Le hockey en Inde, un sacré business
Le cricket fait battre le cœur de l’Inde, mais le hockey lui sert de poumon.
- Publié le 09-12-2018 à 11h26
- Mis à jour le 09-12-2018 à 11h27
Le cricket fait battre le cœur de l’Inde, mais le hockey lui sert de poumon. Le hockey en Inde. Ces deux mots semblent rivés l’un à l’autre par quelque lien invisible. Aujourd’hui, l’Inde refait partie du top mondial - les Belges ont pu le vérifier - mais elle a connu une éclipse qui semblait sans fin avant de se refaire une place digne de son glorieux passé. Pour nous éclairer, nous avons sollicité la collaboration de Sundeep Misra, journaliste, qui suit l’Inde dans tous les grands tournois depuis 30 ans.
"Des hauts et des bas, je peux vous en raconter pas mal, en effet. Quand j’ai commencé le hockey, je n’ai longtemps pas pu m’empêcher de penser à la défaite 1-7 contre le Pakistan en finale des Jeux asiatiques de 1982. Donc, quand l’Inde a battu le même adversaire 7-4 au Champions Trophy d’Amstelveen de 2003, c’était un jour inoubliable. En termes de tournois, je me souviens de la Coupe du monde de 1994, à Sydney, où l’Inde avait terminé 5e sous le coaching de Cedric D’Souza, et des Jeux asiatiques que nous avons gagnés en 1998, aux strokes contre la Corée."
Des mauvais jours, il y en a eu aussi. "Les catastrophes ont été le match nul de 2000 contre la Pologne aux JO de Sydney, qui nous a empêchés de disputer les demi-finales, les Polonais égalisant à une minute de la fin. Et après la Coupe du monde junior de 2001, il y a eu une période où on changeait de coach comme on change de nappe après un repas !"

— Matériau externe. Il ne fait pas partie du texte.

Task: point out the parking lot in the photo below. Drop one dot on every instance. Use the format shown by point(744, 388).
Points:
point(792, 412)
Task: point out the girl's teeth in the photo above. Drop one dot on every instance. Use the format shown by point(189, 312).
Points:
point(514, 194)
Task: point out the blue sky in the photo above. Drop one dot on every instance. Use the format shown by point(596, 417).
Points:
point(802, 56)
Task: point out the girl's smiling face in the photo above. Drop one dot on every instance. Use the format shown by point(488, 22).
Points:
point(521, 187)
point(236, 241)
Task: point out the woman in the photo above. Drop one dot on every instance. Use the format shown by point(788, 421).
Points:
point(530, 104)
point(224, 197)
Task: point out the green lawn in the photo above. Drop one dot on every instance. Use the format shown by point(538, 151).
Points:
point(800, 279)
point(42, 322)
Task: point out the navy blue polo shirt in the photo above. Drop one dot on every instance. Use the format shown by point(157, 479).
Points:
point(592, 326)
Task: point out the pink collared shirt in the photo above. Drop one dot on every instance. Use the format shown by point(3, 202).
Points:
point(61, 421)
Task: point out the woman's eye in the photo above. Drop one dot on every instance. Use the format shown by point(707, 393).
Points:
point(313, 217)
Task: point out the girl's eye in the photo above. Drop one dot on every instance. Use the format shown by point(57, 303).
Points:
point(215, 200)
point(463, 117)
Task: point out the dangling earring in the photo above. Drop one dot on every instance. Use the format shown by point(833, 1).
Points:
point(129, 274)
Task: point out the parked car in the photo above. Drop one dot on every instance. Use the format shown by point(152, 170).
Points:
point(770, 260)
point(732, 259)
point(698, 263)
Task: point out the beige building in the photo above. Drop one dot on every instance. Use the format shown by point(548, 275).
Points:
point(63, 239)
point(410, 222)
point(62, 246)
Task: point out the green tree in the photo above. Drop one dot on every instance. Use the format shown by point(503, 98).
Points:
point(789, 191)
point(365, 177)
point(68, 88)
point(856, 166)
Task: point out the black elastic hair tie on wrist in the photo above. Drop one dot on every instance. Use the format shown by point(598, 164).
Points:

Le creux a duré assez longtemps. "Les choses ont commencé à s’améliorer avec l’arrivée de Roelant Oltmans comme coach (NdlR : en 2013), puis Terry Walsh qui a amené l’équipe à la médaille d’or aux Jeux asiatiques de 2014. Mais juste auparavant, l’Inde avait disputé la Coupe du monde à La Haye et je trouve qu’on n’avait pas mal joué malgré une 9e place. Contre la Belgique, mais aussi l’Angleterre, nous avions mené avant d’encaisser à la dernière minute. Nous avons aussi conquis deux médailles d’argent au Champions Trophy. Oltmans nous a appris la constance et Terry a importé son hockey offensif à base d’une défense solide."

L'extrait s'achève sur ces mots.